NC Commissioner Steve Troxler: Research on Purple Carrots

There is some interesting research work going on in the state on purple carrots that may lead to a potential market for farmers down the road. Some of the research efforts are looking at the carrots as a potential natural dye, which could be a new market.

  • The department has been funding projects looking at bioenergy ideas as well as new and emerging crops, thanks to the General Assembly.
  • Annually, we have funded $1 million in research projects in these specific areas with the hope that this research could lead to new opportunities for farmers. Half of the funding goes to bioenergy crops and half go to new and emerging crop research.
  • Bringing a new crop to market typically takes a lot of trying and failing and trying again and trying again and trying again. It takes considerable time to develop new plant varieties and sometimes even new production practices.

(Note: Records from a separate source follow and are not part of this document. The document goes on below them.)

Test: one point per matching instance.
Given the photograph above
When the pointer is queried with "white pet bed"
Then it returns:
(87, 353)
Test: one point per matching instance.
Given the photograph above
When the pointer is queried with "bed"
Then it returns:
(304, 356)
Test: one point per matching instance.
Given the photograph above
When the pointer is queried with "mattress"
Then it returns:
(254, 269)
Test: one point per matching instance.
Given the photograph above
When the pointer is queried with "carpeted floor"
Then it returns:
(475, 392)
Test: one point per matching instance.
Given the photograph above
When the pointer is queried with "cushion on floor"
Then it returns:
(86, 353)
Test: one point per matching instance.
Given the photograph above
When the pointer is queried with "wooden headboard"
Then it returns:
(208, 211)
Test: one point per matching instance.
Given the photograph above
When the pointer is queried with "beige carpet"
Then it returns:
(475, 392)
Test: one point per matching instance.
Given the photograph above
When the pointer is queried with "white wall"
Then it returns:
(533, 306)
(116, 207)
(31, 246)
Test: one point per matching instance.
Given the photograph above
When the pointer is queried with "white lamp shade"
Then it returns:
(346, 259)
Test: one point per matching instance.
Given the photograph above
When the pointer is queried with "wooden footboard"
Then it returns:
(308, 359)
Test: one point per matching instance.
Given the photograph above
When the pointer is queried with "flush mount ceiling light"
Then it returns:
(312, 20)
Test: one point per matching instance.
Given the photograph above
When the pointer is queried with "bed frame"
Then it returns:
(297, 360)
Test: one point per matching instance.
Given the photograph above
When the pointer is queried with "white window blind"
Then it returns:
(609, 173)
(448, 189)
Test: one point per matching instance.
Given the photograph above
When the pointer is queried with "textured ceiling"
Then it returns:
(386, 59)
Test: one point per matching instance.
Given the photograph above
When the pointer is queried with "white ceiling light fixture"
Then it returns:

  • Research evaluates things like pests, weed control, harvest techniques, planting techniques to offer best practice information to farmers who decide to plant a new crop.
  • One of the funded projects that seems to hold promise is the production of purple carrots with the potential to grow them for natural dyes.
  • There is growing interest in natural dyes, especially after the European Union established new rules about dyes. The idea is that purple carrots could eventually provide a natural purple dye.
  • We have research trials on several research station sites and the N.C. Biotechnology Center has partnered on this project as well to further try to develop this economically, and there are companies interested in this research and developing additional trials for purple carrots.
  • In addition, the N.C. Food Innovation Lab in Kannapolis has evaluated the qualities of each colorant produced to determine which would be best suited for companies to use.
  • I think it is exciting to have business interest in this project and the collaboration among so many partner groups.
  • I hope this collaboration may lead to a market opportunity for farmers soon.
  • In addition to dyes, research indicates there could be other markets for purple carrots, including being a colorful alternative fresh vegetable.
  • Other new and emerging crop projects that received funding this year include hemp, purple sweet potatoes, Oriental crisp-flesh melons (similar to a Sprite melon that is no longer available), Goumi berries, ethnic crops and muscadines.
  • Hopefully, we have some good results with these crops in the very near future.